We’re working steadily on Seas of Vodari, and today I’m showing the first draft of this work. Nothing shown here is at all guaranteed to be in the final version – I just thought that you, ever-faithful readers, would enjoy a sneak peek at work-in-progress.
Or: I wanted to kill two birds with one stone. The stone is made out of content.
Circle of the Deeps
Most of the world is ocean, and the druids of the Circle of the Deeps are among the few air-breathers who are one with its mysteries: crushing pressure, unfathomable creatures, and relics of an ancient past. Even those that dwell primarily above the waves find that their connection to the lightless depths gives them gifts that are frightening and unfamiliar to surface-dwellers.
Some druids of aquatic races also belong to this Circle, often taking a more protective stance toward the Deeps. A third branch of this Circle hides in plain sight: those who have embraced Dokahi’s malice against the sunlit lands. They threaten to bring the terrors of the deeps to all of Vodari.
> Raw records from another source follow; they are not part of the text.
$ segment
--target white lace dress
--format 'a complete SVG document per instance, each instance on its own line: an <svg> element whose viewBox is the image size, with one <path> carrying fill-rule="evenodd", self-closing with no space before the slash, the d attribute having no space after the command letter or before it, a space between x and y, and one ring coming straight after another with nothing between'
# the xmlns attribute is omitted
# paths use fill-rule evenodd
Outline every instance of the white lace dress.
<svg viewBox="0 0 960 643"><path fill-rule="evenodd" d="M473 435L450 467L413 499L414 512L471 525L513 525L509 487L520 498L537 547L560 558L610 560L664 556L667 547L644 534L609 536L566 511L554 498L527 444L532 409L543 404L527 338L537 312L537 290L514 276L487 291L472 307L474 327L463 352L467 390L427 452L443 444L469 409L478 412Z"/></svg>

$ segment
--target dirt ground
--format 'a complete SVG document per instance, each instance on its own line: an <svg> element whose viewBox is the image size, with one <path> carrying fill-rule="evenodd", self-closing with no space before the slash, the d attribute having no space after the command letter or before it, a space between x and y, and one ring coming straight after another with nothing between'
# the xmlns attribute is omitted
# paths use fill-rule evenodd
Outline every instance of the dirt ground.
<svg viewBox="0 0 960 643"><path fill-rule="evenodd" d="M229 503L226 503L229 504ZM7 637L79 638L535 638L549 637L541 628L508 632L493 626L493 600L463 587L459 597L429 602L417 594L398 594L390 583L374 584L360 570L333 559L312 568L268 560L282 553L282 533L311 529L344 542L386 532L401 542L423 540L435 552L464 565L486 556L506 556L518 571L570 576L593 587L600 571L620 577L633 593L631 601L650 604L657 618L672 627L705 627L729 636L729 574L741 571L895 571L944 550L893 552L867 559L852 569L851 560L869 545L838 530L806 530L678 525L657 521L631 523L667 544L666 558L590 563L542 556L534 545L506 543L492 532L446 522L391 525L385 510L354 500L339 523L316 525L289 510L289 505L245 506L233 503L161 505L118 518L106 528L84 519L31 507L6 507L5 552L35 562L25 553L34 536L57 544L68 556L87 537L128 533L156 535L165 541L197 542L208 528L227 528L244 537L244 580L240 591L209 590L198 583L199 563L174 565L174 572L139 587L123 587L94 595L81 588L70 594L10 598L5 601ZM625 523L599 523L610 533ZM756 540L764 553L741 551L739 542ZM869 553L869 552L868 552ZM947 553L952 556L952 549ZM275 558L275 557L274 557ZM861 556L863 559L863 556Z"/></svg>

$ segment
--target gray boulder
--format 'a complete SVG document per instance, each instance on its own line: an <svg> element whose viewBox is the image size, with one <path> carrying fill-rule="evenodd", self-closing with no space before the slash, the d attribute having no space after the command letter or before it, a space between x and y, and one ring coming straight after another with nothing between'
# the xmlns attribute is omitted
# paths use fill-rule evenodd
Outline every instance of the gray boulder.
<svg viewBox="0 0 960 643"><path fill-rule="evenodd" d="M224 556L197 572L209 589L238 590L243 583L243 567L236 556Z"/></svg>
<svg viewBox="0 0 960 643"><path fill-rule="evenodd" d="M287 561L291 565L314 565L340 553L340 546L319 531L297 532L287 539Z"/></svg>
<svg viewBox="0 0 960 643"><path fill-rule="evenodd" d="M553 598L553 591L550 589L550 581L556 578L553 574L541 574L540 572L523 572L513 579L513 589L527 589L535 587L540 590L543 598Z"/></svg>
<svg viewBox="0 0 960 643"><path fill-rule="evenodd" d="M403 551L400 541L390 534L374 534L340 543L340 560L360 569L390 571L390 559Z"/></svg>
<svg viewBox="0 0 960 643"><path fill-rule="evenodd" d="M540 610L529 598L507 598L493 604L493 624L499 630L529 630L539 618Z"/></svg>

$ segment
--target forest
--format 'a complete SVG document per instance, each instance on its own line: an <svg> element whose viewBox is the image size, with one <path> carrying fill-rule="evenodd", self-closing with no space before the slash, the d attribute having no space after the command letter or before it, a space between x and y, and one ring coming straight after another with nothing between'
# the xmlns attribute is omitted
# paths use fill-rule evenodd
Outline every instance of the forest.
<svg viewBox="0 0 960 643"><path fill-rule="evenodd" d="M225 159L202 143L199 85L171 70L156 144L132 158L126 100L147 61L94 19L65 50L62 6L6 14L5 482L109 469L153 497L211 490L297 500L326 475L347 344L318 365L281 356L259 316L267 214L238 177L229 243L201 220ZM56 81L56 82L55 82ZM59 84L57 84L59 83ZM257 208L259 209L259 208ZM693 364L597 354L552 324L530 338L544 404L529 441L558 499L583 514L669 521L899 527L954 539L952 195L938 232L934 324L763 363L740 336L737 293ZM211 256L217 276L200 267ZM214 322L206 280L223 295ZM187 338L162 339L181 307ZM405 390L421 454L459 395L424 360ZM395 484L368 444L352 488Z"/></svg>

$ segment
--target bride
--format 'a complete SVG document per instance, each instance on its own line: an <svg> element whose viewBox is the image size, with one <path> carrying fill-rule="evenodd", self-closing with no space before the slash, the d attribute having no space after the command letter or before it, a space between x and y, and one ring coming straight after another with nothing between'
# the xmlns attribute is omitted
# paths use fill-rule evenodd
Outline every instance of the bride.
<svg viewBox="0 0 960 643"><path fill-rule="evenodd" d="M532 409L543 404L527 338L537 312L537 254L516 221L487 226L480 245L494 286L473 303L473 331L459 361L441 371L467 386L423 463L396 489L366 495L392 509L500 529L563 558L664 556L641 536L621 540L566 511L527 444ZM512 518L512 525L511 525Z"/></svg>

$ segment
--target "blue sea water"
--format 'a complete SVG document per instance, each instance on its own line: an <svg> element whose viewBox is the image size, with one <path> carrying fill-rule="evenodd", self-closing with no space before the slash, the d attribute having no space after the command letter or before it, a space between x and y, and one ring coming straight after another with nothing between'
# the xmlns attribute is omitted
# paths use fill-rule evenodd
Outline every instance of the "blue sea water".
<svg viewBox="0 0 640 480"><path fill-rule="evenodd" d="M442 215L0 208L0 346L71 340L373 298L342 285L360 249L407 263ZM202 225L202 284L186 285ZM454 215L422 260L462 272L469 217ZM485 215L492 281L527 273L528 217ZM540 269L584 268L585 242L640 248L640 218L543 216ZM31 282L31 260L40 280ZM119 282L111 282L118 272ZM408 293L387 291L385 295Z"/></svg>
Circle of the Deeps Features
Druid Level Features
2nd Oceanborn, Crushing Pressure
6th Pearl-Diving Charm
10th Where Eyeless Things Dwell
14th Davy Jones’s Locker
Starting at 2nd level, you have resistance to cold, you have a swimming speed equal to your walking speed, and you can breathe water. If you normally breathe water, you gain the ability to breathe air instead, and you gain a walking speed equal to your swimming speed. You can withstand pressure to a depth of 1,000 feet per druid level.
When you use your Wild Shape feature, you can transform into the shape of a beast with a swimming speed. Starting at 8th level, you can choose the shape of a beast with a swimming speed and a challenge rating of up to 2.
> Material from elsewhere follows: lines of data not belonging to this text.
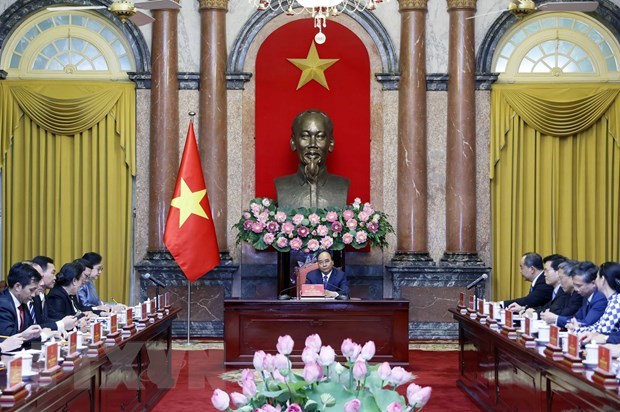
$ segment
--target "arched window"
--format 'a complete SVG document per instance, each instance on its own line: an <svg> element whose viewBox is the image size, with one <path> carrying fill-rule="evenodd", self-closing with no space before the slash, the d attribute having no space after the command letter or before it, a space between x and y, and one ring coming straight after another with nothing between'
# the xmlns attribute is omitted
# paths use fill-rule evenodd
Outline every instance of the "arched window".
<svg viewBox="0 0 620 412"><path fill-rule="evenodd" d="M504 35L493 56L500 82L620 80L620 47L582 13L537 13Z"/></svg>
<svg viewBox="0 0 620 412"><path fill-rule="evenodd" d="M1 67L15 78L127 79L135 62L125 36L98 14L46 10L11 36Z"/></svg>

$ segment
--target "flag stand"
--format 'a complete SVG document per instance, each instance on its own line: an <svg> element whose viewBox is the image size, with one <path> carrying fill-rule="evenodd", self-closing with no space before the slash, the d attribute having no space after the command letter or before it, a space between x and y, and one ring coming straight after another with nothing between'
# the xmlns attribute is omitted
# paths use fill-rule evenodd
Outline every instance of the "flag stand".
<svg viewBox="0 0 620 412"><path fill-rule="evenodd" d="M192 303L192 282L190 282L189 279L187 279L187 342L185 342L185 345L191 345L193 343L192 341L189 340L189 319L192 315L191 303Z"/></svg>

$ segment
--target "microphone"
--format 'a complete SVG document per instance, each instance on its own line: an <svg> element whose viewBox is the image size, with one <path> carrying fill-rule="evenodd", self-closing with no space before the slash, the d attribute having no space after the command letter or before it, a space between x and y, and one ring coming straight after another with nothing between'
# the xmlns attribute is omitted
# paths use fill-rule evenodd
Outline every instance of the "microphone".
<svg viewBox="0 0 620 412"><path fill-rule="evenodd" d="M293 285L290 288L283 289L280 293L278 293L278 300L291 300L292 299L291 295L284 293L284 292L288 292L289 290L296 289L296 288L297 288L297 285Z"/></svg>
<svg viewBox="0 0 620 412"><path fill-rule="evenodd" d="M334 285L333 283L329 283L329 282L327 282L327 286L331 286L331 287L333 287L335 289L338 289L337 290L338 296L336 296L334 298L335 300L349 300L349 294L345 293L346 291L343 288L338 287L338 286ZM325 290L329 290L329 289L325 288Z"/></svg>
<svg viewBox="0 0 620 412"><path fill-rule="evenodd" d="M483 280L486 280L488 277L489 277L489 275L487 275L486 273L483 273L482 275L480 275L480 277L478 279L474 280L469 285L467 285L467 289L469 290L469 289L473 288L478 283L482 282Z"/></svg>
<svg viewBox="0 0 620 412"><path fill-rule="evenodd" d="M164 285L161 280L155 279L153 276L151 276L150 273L145 273L144 275L140 275L140 279L142 279L142 280L150 280L151 282L153 282L154 284L156 284L160 288L165 288L166 287L166 285Z"/></svg>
With noises and gestures, you can communicate simple ideas with Small or smaller beasts that have a swimming speed.
At 2nd level, you wield the crushing pressure of the depths. When you hit a creature with a spell attack or a creature fails a saving throw against a spell you cast, you can spend your bonus action to knock the target prone, and its speed is halved until the beginning of your next turn. You can use this feature a number of times equal to your Wisdom modifier (minimum 1), and you regain all expended uses when you finish a long rest.
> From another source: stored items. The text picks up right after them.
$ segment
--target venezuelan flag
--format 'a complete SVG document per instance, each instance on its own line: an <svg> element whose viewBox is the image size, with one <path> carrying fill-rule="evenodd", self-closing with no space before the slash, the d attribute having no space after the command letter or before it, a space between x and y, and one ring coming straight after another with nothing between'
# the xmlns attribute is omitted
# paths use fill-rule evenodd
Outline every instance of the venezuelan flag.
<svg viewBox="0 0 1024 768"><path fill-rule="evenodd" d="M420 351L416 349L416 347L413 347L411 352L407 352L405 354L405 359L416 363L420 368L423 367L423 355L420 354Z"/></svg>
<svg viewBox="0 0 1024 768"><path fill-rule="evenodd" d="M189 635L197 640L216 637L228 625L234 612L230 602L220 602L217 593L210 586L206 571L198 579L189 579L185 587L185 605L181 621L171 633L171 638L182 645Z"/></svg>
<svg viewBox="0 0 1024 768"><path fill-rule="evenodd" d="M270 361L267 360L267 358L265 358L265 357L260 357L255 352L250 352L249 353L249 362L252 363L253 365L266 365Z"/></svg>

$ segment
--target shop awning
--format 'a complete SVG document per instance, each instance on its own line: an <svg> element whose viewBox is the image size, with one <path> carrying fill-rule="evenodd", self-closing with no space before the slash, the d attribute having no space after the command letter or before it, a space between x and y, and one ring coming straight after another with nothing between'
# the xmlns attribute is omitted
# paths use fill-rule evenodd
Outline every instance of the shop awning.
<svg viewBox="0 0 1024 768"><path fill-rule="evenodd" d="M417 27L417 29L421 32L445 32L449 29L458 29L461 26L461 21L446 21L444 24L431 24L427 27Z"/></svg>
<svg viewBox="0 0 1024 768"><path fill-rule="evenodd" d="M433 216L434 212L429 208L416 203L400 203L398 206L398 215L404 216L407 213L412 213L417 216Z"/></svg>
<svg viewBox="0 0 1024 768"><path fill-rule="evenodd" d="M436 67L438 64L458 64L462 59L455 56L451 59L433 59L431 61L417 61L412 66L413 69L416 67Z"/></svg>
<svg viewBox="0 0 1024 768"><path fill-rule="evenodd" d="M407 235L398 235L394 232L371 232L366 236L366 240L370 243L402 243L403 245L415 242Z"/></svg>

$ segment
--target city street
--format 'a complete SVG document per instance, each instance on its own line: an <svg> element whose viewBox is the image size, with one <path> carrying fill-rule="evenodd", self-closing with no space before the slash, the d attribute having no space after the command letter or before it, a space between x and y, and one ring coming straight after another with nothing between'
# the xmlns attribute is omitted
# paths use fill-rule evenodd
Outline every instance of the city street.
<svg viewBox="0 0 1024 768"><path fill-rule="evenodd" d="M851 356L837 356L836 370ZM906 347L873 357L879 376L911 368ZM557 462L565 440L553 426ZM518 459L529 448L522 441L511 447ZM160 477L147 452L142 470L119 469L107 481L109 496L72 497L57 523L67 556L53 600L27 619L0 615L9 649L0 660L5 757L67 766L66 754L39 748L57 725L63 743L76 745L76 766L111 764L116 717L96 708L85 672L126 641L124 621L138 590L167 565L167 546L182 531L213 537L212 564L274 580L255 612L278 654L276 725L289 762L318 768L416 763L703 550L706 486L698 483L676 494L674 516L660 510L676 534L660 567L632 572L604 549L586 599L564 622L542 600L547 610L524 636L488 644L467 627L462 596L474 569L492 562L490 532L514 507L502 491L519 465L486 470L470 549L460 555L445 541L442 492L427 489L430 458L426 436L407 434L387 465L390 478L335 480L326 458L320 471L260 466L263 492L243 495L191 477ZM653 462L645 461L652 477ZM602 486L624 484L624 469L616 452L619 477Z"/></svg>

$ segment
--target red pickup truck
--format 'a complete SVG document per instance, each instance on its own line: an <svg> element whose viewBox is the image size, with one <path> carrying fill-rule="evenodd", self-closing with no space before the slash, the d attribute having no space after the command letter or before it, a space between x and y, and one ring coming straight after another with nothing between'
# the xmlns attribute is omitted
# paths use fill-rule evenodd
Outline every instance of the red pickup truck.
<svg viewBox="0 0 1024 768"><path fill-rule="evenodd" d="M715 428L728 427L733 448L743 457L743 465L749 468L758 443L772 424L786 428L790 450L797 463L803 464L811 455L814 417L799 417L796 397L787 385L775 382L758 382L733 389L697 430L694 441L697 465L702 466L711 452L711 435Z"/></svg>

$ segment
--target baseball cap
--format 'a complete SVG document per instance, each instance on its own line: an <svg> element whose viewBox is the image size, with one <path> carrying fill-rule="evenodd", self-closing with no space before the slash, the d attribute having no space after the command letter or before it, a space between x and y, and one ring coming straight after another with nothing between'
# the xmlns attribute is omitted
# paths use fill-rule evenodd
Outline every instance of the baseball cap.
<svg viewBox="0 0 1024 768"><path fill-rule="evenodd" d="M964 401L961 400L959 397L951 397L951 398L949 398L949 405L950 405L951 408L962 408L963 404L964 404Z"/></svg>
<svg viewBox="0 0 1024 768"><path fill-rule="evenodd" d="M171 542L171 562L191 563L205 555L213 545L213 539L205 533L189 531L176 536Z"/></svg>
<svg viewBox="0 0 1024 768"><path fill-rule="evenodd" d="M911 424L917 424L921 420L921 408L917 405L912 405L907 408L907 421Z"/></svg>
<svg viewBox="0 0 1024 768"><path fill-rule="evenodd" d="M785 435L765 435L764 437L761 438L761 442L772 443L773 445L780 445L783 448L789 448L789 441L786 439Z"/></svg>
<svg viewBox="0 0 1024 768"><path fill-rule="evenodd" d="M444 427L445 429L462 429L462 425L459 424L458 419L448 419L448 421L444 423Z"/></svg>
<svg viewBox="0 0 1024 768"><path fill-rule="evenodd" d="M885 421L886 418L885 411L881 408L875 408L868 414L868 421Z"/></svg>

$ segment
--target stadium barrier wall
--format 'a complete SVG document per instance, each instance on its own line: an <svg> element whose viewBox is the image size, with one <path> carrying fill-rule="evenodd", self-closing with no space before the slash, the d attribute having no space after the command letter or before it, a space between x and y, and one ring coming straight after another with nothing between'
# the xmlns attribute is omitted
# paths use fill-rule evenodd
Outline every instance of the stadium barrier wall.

Beginning at 6th level, you can help other people venture into the depths. Creatures affected by a water breathing spell that you cast also gain resistance to cold damage, a swimming speed equal to their walking speed, and the ability to withstand pressure to a depth of 6,000 feet. Water breathing spells that you cast can’t be dispelled by anyone other than you, and you gain water breathing as an extra prepared spell.
Edit: Added water breathing as a permanent prepared spell.
Where Eyeless Things Dwell
Starting at 10th level, you gain blindsight out to a range of 60 feet.
Furthermore, you can communicate telepathically with any creature you can see within 120 feet. You don’t need to share a language with the creature for it to understand your telepathic messages, but the creature must be able to speak at least one language.
Davy Jones’s Locker
Beginning at 14th level, when you knock a creature prone with your Crushing Pressure feature, you can also force the target to roll a Constitution saving throw. The target suffers 5d10 cold damage and is restrained for 1 minute on a failed saving throw; on a success, it suffers half damage and is not restrained. At the end of each of its turns, the target can attempt a new saving throw; on a success, it is no longer restrained. You can use this part of this feature once, and regain the use of it when you finish a long rest.
Furthermore, you regain all expended uses of Crushing Pressure when you finish a short or long rest.
My number-one design goal is to differentiate this subclass in every meaningful way from Circle of the Land (Coast). Thematically, I am well aware that it’s slicing things a bit thin, and you could readily use Land (Coast) for all of your aquatic-druid needs – so let me know how this lands for you.
More than most classes, it’s difficult to point to one primary playstyle for 5e druids. They’re controllers with a strong side of leader, or vice versa. The Circle of the Land is largely a random toolbox, the Circle of the Moon adds some defender play, and both Dreams and Shepherd go way in on strengthening the leader side. I haven’t read Circle of Spores closely yet, but I assume it’s either controller or striker friendly. My point in all of this is that the Circle of the Deeps boosts the controller side, with a pretty steady diet of extra chances to knock targets down and slow them down.
Oceanborn and Pearl-Diving Charm offer a lot less to creatures that are naturally water-breathing. I don’t currently have a quick fix for that, but it’s something I’ll be thinking about as this goes through revisions.
Where Eyeless Things Dwell is about both the natural animals of the abyssopelagic zone (blindsight), and the only-slightly-weirder things that live down there in a D&D world. Aboleths, mainly – so that’s what the telepathy references.
Davy Jones’s Locker is inspired mainly by Dark Delirium and Hurl Through Hell, the warlock patron features. It sort of splits the difference between the control of Dark Delirium and the damage of Hurl Through Hell, without really trying to capture the one-round banishment of the latter.
Even more so than usual, I’d love to get feedback on this. It’s going in a Real Book, y’all!